Schellen müssen also widerstandsfähig und langlebig sein. „Das werden sie, wenn das Metall langsam und in kaltem Zustand in Form gebracht wird“, erklärt Johann und verrät damit auch gleich das Geheimnis um die hohe Qualität der Stubaier Schellen. Was leicht erklärt ist, braucht viel Erfahrung und Wissen um die Metallverarbeitung. Dafür ist Fulpmes seit Jahrhunderten in der ganzen Welt bekannt.

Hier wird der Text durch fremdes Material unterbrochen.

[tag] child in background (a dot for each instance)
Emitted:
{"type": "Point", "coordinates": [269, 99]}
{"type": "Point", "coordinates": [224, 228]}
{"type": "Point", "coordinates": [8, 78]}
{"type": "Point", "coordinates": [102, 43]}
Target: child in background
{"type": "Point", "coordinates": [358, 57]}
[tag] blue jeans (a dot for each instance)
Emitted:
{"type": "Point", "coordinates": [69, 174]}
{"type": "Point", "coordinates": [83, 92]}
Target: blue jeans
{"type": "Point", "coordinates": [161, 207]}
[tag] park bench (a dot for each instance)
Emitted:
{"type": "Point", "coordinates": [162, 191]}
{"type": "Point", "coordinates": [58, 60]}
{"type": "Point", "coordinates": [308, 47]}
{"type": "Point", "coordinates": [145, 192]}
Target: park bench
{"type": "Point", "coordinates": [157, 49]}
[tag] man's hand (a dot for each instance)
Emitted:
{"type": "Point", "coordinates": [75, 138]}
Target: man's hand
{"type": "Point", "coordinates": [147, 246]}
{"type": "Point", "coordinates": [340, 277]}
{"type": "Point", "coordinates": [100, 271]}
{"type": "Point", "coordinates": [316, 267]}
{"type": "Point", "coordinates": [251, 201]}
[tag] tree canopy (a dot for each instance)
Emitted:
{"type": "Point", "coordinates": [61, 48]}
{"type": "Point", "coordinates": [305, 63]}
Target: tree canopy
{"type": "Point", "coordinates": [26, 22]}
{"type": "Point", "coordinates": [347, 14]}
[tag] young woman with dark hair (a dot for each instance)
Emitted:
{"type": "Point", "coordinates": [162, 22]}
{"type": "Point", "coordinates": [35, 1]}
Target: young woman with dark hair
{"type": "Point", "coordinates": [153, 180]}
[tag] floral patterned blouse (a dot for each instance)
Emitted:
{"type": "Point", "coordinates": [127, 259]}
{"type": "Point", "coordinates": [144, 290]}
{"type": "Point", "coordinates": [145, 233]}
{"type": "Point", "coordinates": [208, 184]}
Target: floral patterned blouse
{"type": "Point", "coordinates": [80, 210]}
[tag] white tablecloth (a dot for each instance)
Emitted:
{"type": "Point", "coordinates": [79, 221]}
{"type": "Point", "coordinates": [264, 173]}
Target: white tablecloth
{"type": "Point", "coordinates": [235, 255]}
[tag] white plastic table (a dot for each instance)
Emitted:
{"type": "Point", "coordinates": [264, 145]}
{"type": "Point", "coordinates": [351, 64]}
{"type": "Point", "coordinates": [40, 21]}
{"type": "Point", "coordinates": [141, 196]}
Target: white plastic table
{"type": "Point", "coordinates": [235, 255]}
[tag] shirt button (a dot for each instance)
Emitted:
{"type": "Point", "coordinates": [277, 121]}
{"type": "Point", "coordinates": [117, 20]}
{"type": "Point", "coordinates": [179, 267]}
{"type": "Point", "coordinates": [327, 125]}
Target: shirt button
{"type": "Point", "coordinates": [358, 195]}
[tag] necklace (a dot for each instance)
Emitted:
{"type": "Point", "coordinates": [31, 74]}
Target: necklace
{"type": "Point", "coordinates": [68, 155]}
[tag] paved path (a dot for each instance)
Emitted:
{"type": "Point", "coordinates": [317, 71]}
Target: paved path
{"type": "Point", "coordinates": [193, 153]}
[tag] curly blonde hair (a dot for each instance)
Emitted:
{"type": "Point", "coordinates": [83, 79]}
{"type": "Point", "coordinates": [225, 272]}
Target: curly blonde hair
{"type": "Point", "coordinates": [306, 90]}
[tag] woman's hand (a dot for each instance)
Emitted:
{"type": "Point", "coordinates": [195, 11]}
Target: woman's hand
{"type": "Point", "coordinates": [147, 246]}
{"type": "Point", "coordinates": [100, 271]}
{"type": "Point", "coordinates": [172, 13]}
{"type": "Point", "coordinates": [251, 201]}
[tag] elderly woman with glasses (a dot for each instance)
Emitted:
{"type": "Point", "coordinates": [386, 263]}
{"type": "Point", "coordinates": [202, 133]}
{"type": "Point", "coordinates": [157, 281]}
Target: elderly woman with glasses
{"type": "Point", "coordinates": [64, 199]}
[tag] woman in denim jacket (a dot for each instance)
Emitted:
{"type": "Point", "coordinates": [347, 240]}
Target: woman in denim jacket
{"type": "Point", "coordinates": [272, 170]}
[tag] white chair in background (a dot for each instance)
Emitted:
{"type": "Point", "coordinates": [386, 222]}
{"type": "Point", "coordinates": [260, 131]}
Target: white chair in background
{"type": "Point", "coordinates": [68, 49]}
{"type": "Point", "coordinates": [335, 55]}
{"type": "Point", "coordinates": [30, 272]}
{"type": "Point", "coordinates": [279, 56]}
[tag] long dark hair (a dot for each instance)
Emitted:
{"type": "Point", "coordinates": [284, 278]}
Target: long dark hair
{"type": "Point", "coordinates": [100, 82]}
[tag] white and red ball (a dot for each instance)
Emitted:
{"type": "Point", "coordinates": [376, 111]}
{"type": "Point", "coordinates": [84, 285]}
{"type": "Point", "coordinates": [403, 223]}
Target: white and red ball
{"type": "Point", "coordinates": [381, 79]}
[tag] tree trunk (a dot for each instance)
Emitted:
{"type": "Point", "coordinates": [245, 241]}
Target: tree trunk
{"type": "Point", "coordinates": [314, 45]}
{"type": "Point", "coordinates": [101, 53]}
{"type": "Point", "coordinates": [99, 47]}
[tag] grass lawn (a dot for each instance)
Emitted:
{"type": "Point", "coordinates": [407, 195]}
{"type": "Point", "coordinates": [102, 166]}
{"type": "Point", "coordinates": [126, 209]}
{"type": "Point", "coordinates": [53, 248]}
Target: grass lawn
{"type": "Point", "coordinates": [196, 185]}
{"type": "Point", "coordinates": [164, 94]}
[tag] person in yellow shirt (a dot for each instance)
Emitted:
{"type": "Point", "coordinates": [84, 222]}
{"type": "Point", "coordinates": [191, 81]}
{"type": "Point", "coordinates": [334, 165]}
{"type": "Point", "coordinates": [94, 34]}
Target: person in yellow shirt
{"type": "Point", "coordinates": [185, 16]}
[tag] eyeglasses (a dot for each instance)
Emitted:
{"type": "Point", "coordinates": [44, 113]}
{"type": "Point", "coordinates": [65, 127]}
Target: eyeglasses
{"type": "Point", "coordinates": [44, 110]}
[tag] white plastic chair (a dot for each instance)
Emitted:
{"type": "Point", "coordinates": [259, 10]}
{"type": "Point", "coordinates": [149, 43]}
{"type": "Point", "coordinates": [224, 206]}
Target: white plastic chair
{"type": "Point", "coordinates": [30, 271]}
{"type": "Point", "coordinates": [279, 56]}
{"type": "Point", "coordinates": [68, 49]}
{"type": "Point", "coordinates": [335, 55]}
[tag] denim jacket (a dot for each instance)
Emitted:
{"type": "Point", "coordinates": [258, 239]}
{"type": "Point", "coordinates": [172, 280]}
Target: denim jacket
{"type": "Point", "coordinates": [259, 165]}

Die Glockenschmiede Stubai wurde 1946 von Hans Schiestl gegründet, in einem aufgelassenen Stall. Die ersten Produkte waren Alu-Kämme, Lockenwickler und Schneebesen. Zwischendurch war man auch mit Skibindungen erfolgreich. Ende der 1950er Jahre hat man die Viehschellen als Marktlücke entdeckt. „Heute sind wir der einzige große Schellenhersteller in Österreich“, so Johann Hofer nicht ohne Stolz. Er hat vor 30 Jahren als Schlosser im Unternehmen begonnen und es vor einigen Jahren übernommen. Heute produziert das 15-Mitarbeiter-Unternehmen jährlich rund 50 Tonnen Flachschellen, Froschmaulschellen, Keilschellen, Messingglocken und das in Größen von 2 cm bis 24 cm (gemessen wird an der Öffnung der Schelle).Noch immer stecken ein aufwendiger Produktionsprozess und viel Handarbeit in jeder Schelle. Das zugeschnittene Blech wird mit einer hydraulischen Presse tiefgezogen. „Dieser Arbeitsschritt muss langsam erfolgen, damit das Metall gleichmäßig dick bleibt und es zu keiner Faltenbildung kommt“, betont Johann. Für jede Größe und jede Schellenform braucht es eigenes Werkzeug. Dann werden jeweils zwei Halbteile verschweißt und anschließend über eigens geformten Schmiedehörnern, bei Temperaturen von 500 bis 800 Grad, geschmiedet. Anschließend werden die beiden Hälften von Hand vernietet, die Hänge für das Lederband und den Klöppel in der Schelle verschweißt und der letzte Schliff kann erfolgen. In einem 1.300 Grad heißen Messingbad erhält die Schelle ihre goldgelbe Farbe und wird gleichzeitig verlötet und verfestigt. Die heiße Schelle wird in kaltes Wasser gegeben und anschließend noch gebürstet und poliert. „Spezialanfertigungen werden komplett handgeschmiedet“, erzählt Johann. Solche Schellen kommen zu besonderen Anlässen wie beim Almabtrieb zum Einsatz. Sie sind aber auch beim vorweihnachtlichen Krampuslaufen oder in der Fasnacht unverzichtbar und können auch schon mal zehn Kilo wiegen.

Täglich in Gebrauch

Die Schellen aus dem Stubaital sind bei Landwirten in ganz Europa täglich in Gebrauch, sie sind aber auch ein beliebtes Mitbringsel. „Die Schellen im Souvenirgeschäft und die Schellen für die Bauern sind exakt gleich. Da machen wir bei der Produktion keinen Unterschied“, so Johann Hofer. „Das gilt auch für das ‚Zubehör‘ wie Lederbänder oder Schnallen, die wir ebenfalls selbst im Haus produzieren.“
Was man mit den Schellen aus dem Stubaital noch machen kann? Musik natürlich. Entscheidend für den Ton ist natürlich die Größe der Schelle und ihre Form. Die Feinabstimmung erfolgt mit dem Hammer. Ein paar kräftige Schläge und der Ton ist ein anderer. „Der Schelle macht das nichts, die hält das aus“, lacht Johann. Klar, sie ist ja auch täglich in Gebrauch.